On one side of Madison’s drawing room hung a large painting titled “Supper at Emmaus” from 1610, by Peter Paul Rubens (1577-1640), a Flemish Baroque painter. It depicts the moment from the Gospel of Luke when the resurrected but incognito Jesus revealed himself to two of his disciples (presumed to be Luke and Cleophas) and then instantly vanished from their sight. This seems like an unusual painting for a non-traditional Christian to have hanging in his home, especially because it deals directly with the supernatural.
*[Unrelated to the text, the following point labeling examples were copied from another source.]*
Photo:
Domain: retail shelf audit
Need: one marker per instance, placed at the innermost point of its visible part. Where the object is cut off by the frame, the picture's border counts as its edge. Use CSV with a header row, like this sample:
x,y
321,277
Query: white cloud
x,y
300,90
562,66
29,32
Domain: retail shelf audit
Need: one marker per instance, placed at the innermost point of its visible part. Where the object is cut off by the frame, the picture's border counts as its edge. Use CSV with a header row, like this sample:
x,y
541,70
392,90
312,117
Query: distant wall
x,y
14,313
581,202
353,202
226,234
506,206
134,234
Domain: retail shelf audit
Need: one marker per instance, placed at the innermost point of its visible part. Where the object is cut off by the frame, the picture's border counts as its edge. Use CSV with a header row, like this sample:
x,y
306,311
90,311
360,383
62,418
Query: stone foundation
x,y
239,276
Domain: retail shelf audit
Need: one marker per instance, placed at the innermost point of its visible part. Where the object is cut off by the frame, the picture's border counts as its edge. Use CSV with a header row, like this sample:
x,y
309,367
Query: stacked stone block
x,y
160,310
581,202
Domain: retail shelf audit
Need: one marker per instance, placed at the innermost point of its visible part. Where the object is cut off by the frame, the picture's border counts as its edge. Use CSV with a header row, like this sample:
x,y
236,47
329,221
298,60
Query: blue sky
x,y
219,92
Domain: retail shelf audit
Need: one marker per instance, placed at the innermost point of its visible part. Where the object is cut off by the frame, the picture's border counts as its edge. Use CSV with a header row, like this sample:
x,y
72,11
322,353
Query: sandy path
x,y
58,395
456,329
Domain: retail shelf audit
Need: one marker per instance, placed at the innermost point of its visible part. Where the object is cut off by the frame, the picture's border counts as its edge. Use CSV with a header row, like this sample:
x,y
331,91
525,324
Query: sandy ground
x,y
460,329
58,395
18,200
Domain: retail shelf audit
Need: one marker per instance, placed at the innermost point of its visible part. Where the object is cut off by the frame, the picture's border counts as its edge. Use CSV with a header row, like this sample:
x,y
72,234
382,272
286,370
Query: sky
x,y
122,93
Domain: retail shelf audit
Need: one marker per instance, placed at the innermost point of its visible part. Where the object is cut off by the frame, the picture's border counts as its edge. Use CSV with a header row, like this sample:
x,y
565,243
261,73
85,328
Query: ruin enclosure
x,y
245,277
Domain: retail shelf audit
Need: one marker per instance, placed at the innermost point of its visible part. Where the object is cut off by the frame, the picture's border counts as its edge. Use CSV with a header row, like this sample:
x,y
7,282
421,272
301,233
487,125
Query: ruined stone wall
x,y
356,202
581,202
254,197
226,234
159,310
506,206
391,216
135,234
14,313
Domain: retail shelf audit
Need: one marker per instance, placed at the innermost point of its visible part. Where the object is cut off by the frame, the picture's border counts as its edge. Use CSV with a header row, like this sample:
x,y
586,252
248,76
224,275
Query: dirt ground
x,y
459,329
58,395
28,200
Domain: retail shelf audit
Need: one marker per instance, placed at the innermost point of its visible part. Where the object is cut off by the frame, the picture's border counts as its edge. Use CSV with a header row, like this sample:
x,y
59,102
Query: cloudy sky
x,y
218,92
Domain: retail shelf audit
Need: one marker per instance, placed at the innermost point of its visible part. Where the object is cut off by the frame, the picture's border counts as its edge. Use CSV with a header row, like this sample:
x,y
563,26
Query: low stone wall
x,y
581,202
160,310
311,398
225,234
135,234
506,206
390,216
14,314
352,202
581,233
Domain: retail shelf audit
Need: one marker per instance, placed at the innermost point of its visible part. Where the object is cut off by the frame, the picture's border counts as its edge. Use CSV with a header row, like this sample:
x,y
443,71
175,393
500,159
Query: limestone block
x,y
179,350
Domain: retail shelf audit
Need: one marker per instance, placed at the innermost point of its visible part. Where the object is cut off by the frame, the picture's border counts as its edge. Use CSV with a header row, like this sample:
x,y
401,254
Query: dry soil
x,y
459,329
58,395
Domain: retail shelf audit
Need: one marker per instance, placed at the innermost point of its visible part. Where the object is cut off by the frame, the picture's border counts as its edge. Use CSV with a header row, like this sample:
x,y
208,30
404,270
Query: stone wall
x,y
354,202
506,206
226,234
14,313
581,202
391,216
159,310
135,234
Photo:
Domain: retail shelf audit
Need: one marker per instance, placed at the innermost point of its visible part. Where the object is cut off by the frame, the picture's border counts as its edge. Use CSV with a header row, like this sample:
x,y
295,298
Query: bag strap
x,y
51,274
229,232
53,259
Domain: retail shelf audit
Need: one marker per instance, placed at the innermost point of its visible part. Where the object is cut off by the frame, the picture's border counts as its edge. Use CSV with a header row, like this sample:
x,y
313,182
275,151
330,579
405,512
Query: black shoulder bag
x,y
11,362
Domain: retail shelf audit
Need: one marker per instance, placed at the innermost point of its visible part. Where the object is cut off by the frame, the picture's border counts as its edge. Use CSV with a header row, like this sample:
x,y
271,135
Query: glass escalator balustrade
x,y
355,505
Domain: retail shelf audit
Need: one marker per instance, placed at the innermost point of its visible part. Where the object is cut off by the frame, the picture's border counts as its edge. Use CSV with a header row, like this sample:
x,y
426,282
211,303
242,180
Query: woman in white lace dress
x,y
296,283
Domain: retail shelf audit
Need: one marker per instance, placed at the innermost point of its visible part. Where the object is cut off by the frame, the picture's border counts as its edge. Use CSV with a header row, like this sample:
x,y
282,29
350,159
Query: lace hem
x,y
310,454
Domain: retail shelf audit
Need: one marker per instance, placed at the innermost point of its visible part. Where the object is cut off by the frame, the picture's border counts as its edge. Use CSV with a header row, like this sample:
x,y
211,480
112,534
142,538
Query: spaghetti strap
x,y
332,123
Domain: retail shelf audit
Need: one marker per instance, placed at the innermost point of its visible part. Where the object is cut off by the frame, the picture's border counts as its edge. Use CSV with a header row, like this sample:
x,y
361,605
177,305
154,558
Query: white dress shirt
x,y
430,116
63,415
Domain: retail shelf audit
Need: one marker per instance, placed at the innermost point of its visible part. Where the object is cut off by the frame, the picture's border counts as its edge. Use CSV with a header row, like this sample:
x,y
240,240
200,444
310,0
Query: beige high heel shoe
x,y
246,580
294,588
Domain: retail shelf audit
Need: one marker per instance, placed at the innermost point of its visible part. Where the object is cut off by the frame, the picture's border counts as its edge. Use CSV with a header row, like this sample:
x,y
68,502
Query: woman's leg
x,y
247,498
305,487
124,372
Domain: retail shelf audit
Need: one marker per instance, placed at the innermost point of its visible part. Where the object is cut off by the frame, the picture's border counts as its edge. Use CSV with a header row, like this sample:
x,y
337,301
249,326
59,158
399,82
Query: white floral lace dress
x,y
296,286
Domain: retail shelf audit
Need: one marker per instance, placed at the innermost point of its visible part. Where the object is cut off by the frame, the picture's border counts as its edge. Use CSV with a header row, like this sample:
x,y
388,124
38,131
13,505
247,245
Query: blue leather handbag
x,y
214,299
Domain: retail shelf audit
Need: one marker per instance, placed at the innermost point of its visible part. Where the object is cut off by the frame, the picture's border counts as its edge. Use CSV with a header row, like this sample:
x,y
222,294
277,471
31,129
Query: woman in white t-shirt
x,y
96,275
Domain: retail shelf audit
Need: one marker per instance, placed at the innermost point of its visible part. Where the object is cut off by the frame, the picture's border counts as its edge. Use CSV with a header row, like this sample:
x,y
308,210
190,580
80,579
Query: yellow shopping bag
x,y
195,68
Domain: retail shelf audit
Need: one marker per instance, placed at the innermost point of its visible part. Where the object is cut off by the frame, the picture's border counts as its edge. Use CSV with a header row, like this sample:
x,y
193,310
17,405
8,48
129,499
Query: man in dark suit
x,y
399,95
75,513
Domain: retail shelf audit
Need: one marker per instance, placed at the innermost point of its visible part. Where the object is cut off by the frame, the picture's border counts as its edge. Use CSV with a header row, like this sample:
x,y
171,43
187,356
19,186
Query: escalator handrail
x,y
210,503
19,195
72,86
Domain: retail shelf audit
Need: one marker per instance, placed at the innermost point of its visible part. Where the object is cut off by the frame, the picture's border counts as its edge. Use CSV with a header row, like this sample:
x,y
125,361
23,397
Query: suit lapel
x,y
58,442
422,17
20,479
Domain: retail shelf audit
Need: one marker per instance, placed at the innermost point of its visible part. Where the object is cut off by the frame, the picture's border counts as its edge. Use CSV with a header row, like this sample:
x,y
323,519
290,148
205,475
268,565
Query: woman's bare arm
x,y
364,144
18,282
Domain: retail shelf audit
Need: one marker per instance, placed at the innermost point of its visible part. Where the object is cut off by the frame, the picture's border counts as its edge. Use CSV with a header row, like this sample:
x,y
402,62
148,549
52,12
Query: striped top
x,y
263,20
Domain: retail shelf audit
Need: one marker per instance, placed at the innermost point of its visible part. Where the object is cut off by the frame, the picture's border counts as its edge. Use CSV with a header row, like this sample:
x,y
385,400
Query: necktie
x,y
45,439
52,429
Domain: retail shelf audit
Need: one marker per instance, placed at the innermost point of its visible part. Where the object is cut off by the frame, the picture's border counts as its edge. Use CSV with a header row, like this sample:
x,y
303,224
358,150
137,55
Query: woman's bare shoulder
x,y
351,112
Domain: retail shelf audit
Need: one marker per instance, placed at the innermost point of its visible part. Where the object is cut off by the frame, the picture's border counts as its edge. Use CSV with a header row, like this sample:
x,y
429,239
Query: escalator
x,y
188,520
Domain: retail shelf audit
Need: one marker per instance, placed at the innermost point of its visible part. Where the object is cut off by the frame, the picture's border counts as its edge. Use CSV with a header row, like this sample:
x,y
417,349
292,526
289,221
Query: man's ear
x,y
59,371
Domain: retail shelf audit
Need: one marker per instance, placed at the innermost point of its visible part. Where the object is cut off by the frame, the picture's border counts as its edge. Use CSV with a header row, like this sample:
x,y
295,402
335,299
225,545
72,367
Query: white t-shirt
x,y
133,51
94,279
However, on the opposite wall is another large painting titled “Pan, Youths, and Nymphs” (1630s) by the Dutch painter Gerrit van Honthorst (1592-1656). Pan, as you may know, was the god of nature in Greek mythology. The painting shows a scene of Pan also with several other mythological creatures surrounding a bare-chested female character (the moon goddess Selene?).


So that is a really interesting contrast in one room. Perhaps both paintings were placed there so that regardless of who was waiting to see Mr. Madison, they would have something to view of their liking. However, it might also speak to Madison’s religious mind itself, struggling to make sense of his inherited Christian faith, the dominate faith tradition of his country, while also entertaining new thoughts about revelation, nature, human constructs of religion and Christianity. Then again, perhaps his ex-Quaker wife Dolley demanded something religious be included in such a public and prominent room. Nonetheless, these are two interesting and divergent pieces of artwork to be located in a single room, yet alone facing one another (the staff has done “nail hole analysis” to determine exactly where the pieces of work were hung).
Another thing I found interesting about Madison's drawing room was that he had two different portraits of Thomas Jefferson on two different walls. One Jefferson picture is grouped with several of the Founding Fathers, but the other one is grouped with members of Madison's family. This certainly represents the close relationship between these two men.


In more general news from Montpelier, according to our tour guide, among the upcoming projects during the interior restoration the staff will attempt to reconstruct Madison’s personal library collection. Obviously they will probably not be able to get many originals, so it will mostly be made up of copies of volumes they are able to determine Madison owned. It should be interesting to see what religious tomes he possessed when they complete their research.

4 comments:

Daniel said...

Although I am doubtful that someone's choice of paintings is a good window into his belief system. But I'll pretend to do so just because its fun.

Although supernatural elements surround this story, the event depicted is a natural revelation. Jesus broke bread and, in the breaking of bread, the disciples understood who he was. Jesus was revealed, but without need for miracles or the supernatural.

Theories that Jesus had not actually died on the cross had made it into print in the 18th century, so it is possible that Madison may not have deemed Jesus' presence in the room to be a supernatural event.

I hope I have spinkled enough "maybe"s and "possibly"s and "I wonder"s in there. Sometimes, a painting is just a painting.

Mark D. said...

And Madison, even more than the other top-tier founders, is simply baffling when it comes to religion. He hardly writes about it during his public life, but he was a serious theology student when at Princeton and even spent an extra year at university studying Hebrew with John Witherspoon. He's a puzzle, that's for certain.

I wish he would have written more!

Tom Van Dyke said...

Quite so about Madison, Mark. I get that he didn't cotton to the prevailing established sects, either for their inherent corruption and laziness, or perhaps their doctrines as well. One of these days I'll do a post on Madison's echo of Adam Smith on state-subsidized religion, which I think explains a lot.

Americans as a rule despised those fat cat pastors who cared more about their government subsidy than their flock.

As for the paintings, they were by Dutch masters. Anyone who wouldn't hang them in a place of honor is a brute.

Lindsey Shuman said...

The Madisons were certainly connoisseurs of fine art. By the way, you all know the story of Dolley saving the Washington portrait that still hangs in the Oval Office, don't you?